I believe passionately in the power of information and digital technology to transform the way we deliver health and care, indeed I consider it essential if we are the meet the growing demands the health and care system faces within the resources likely to be available.
We need to mobilise information to help us redesign services and target the resources available most effectively. We need to use digital technology to deliver higher quality more convenient services more efficiently and we need to make information about how services perform transparent so that the public, patients and health and care professionals can see how they perform and how they can be improved.
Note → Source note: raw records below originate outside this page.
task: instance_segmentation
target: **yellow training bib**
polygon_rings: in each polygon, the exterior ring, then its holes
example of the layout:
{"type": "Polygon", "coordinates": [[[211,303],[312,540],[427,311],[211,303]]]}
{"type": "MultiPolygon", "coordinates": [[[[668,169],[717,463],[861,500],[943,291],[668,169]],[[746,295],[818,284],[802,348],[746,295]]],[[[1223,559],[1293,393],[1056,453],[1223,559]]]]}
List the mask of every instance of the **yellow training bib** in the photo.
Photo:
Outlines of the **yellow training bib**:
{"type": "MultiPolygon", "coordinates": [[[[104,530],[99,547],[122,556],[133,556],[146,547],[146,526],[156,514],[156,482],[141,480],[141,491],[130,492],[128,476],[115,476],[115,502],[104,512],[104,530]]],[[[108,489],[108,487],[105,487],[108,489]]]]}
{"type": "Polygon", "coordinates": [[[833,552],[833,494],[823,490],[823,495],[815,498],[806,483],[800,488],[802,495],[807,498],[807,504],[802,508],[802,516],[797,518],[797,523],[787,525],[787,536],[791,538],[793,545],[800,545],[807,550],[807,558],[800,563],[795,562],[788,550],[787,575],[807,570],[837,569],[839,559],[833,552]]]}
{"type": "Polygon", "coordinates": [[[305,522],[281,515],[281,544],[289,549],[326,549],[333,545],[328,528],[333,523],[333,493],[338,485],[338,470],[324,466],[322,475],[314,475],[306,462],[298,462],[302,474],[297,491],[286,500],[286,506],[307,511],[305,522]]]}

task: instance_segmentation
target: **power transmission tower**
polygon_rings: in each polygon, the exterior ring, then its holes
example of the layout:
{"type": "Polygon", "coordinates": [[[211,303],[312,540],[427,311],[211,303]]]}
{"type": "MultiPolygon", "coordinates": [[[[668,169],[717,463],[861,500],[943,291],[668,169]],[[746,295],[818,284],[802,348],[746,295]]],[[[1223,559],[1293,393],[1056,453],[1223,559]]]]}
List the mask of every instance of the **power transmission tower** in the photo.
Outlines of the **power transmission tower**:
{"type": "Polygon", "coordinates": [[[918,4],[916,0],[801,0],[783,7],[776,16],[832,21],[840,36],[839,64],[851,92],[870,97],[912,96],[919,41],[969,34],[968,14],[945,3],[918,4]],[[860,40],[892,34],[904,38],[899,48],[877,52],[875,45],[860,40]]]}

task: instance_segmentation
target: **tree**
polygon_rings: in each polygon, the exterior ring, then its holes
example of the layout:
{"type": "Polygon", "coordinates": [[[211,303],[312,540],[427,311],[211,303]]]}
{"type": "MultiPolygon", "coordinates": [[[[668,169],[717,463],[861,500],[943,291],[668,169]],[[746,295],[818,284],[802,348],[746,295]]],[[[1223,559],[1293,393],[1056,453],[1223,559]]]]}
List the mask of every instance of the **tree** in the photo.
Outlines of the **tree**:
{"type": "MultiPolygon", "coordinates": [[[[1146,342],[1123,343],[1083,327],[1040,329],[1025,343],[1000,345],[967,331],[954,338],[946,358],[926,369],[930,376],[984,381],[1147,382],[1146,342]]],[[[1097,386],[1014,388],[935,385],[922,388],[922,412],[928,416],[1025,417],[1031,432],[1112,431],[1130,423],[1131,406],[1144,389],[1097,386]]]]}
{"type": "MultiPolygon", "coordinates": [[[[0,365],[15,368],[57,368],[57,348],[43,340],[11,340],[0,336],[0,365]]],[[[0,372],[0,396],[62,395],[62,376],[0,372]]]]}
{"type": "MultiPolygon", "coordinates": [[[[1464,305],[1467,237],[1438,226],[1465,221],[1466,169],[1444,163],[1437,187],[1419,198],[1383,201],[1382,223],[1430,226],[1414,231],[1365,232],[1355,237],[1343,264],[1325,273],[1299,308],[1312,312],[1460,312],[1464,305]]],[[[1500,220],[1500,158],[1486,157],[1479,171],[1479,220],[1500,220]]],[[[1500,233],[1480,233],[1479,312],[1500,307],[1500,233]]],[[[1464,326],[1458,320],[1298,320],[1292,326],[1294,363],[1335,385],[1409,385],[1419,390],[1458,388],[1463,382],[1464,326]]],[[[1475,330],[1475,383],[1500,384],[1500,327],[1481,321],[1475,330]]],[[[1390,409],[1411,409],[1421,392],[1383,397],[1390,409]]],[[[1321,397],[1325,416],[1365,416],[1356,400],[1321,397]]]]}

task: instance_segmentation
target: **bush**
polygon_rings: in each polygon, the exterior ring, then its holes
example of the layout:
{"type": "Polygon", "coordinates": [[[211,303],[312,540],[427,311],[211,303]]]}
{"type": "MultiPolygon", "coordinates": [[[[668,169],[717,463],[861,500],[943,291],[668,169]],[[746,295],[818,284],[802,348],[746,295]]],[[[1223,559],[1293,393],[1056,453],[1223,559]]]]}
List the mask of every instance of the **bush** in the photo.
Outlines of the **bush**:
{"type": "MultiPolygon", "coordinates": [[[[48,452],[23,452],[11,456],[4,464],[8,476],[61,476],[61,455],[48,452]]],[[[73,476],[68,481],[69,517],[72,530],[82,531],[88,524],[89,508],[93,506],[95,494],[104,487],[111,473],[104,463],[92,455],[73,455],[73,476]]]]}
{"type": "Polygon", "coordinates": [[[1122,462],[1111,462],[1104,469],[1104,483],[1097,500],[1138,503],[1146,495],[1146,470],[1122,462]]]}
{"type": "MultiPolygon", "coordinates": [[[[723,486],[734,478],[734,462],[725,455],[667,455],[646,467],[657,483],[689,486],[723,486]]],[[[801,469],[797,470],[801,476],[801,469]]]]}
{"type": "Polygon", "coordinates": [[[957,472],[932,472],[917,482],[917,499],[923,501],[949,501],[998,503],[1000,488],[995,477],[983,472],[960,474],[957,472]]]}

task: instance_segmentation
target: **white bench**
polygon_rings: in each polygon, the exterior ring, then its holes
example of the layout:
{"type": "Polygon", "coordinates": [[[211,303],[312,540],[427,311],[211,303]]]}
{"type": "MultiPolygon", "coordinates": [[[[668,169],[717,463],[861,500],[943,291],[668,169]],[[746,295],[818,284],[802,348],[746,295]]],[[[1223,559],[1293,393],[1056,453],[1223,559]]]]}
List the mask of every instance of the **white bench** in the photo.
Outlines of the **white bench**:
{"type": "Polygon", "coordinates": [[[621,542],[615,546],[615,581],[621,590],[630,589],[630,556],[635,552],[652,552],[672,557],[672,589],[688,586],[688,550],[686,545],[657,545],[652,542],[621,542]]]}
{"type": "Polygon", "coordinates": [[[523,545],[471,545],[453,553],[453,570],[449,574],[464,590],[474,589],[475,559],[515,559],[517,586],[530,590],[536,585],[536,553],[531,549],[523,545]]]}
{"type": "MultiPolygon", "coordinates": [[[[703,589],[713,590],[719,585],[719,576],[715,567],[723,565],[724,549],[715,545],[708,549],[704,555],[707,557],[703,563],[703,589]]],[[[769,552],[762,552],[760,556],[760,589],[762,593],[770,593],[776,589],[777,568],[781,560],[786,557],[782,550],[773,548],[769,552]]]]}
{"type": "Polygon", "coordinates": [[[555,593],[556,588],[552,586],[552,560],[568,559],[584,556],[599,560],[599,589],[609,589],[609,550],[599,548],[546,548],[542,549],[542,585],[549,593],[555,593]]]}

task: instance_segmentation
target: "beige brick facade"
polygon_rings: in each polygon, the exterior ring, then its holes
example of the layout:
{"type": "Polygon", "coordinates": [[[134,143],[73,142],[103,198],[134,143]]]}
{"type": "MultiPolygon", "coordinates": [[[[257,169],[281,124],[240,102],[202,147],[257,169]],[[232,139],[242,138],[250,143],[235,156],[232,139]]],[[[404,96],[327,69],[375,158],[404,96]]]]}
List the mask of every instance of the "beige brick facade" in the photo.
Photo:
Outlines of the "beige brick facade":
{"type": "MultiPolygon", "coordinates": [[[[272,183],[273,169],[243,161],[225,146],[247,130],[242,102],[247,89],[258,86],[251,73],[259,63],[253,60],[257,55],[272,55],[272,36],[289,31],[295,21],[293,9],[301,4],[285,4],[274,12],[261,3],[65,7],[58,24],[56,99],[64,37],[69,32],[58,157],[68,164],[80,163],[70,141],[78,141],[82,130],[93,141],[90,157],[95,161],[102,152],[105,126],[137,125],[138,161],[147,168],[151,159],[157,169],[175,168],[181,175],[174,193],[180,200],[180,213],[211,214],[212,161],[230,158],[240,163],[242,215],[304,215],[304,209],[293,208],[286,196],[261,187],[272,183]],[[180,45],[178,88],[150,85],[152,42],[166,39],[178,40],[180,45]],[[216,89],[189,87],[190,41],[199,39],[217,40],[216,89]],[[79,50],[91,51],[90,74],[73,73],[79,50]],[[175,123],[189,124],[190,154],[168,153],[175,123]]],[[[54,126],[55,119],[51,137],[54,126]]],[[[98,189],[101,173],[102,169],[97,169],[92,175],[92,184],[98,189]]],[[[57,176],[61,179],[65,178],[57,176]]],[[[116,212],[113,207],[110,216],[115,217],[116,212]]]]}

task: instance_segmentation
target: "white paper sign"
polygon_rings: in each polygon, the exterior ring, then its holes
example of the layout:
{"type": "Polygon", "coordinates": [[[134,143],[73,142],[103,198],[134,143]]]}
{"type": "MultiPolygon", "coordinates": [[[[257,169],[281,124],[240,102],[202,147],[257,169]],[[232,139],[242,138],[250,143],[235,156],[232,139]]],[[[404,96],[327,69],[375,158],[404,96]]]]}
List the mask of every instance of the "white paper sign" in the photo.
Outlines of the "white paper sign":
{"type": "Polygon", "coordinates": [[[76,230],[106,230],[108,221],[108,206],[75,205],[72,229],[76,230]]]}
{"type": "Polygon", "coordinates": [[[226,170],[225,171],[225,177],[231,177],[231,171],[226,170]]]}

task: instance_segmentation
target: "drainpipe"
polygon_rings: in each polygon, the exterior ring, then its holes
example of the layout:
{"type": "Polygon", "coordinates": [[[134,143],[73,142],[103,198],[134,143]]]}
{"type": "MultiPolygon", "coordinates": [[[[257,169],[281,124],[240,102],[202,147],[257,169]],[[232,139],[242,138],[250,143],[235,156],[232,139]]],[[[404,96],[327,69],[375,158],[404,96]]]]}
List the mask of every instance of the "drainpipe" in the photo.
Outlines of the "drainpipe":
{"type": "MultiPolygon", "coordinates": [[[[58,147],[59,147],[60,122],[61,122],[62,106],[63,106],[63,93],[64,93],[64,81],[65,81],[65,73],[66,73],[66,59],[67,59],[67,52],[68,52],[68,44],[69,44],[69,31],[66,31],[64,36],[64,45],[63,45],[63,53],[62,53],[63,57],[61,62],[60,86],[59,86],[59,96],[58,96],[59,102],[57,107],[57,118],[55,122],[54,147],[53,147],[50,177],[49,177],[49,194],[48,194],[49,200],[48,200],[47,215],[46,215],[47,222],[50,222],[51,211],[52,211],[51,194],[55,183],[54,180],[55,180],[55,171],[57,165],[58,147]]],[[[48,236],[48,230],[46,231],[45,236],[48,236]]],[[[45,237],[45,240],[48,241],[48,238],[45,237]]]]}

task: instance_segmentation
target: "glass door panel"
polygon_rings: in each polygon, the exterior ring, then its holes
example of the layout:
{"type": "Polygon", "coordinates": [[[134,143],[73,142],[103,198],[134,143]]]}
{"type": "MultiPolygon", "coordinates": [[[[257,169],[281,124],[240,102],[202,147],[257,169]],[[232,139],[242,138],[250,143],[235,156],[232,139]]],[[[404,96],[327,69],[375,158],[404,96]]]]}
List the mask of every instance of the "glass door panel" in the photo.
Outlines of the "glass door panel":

However, we need to leave decisions about how local health and care communities realise this potential to them, measure their success in terms of the health outcomes and efficiencies they achieve and avoid mandating particular approaches. While I think it is inevitable that the effective uses of digital technology will lead to a reduction in reliance on paper and an increase in the use electronic record systems it is not true that a move away from paper towards electronic records will necessarily lead to an improvement in the quality of care, indeed when the emphasis is on implementing particular systems rather than improving the processes of care experience tells us that the opposite is more likely. Focusing on becoming paperless and implementing EPRs is a dangerous distraction which potentially provides local health communities with an excuse to fail at their core task of delivering higher quality care.
The primary focus needs to be on how we apply digital technologies to mobilise information and knowledge at the point of care to improve the experience and outcomes for patients and health and care professional at the frontline, while an important secondary focus should be on how we use information and knowledge to design, target, evaluate and improve care.
We should have zero-tolerance for systems that slow down or make tasks at the frontline more difficult (as is so often currently the case) Our expectation must be that good design can create systems that meet upstream information needs without additional frontline burdens.
The incremental upgrading and of digital technology in line with the incremental redesign of care processes is more likely to bring about positive-only changes in care quality than radical big-bang implementations which at best typically result in a substantial negative impact before any net positive benefit is achieved (which in health and care means avoidable death and suffering.)
This requires a new approach from the health IT industry, but one that current technologies can deliver and which can be successfully built on top of the substantial, and in many places excellent IT, already in place. This approach will draw heavily on app and portal technology, open-systems, open-interfaces, open-standards and data transparency. It will require the extension and opening up of existing systems and infrastructure to create an open health IT ecosystem creating a mixed economy for open-source and proprietary components. My experience with both the established health IT vendors and the rapidly growing app community convince me they are more than up to the challenge.
The Centre does have a role to play in creating an environment in which local health and care communities are encouraged and enabled to embrace information driven, digital ways of working, but have to be careful balancing this with the risk of creating unintended consequences and sub-optimising behaviour in local health and care communities. The Centre needs to ensure that personal and organisational incentives are aligned with the need to deliver integrated patient centred services in ways that improves overall quality and drives down overall cost (which they currently are not) and also has a role in creating the technical, cultural and commercial environment in which successful innovation can be translated in to widespread adoption creating a vibrant market.
In playing its’ part the Centre needs to have a clear understanding of the history – In NHS this history of has many clear examples of both spectacular success and failure and needs to engage with those who not only share their vision, but who also understand this history, what life’s really like on the front-line of the NHS and the practical implementation challenges of achieving the vision.